Analysing the article coverage of offsetting contracts22 Mar 2018
As a result of the first ESAC Offsetting Workshop 2016, the collection of articles published under offsetting contracts like the Springer Compact agreements has been established as a side project of OpenAPC. Data providers include the Austrian Academic Library Consortium (KEMÖ), the Max Planck Digital Library, VSNU / UKB for all Dutch universities, the Bibsam Consortium for Sweden and JISC Collections for the UK. The data collection starts with the first data from 2015, the years 2016 and 2017 are now completely available.
While those articles are not associated with cost data in the sense of APCs, they can still be aggregated and visualised with treemaps, using a simple numerical count as measurement. With the offsetting collection now covering more than 13,000 articles from 3 years, it became feasible to attempt measuring the coverage of offsetting contracts by answering 3 questions:
For every hybrid journal appearing in the offsetting data set:
- How many articles have been published in a distinct period (usually a calendar year)?
- How many of those were published Open Access?
- How many of those were published under offsetting contracts?

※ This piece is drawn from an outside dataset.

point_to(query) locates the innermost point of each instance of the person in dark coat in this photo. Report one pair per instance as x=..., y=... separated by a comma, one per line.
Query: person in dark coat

The analysis is especially appealing for the Springer Compact agreements: Since all current project members are reporting their data to OpenAPC, the article base should be (almost) complete. This would provide important insights up to which scope the articles financed through the mentioned offsetting contracts have increased the open access shares in Springer Compact journals and how offsetting is contributing to the goal of the OA2020 initiative to flip journals from the subscription system into open access.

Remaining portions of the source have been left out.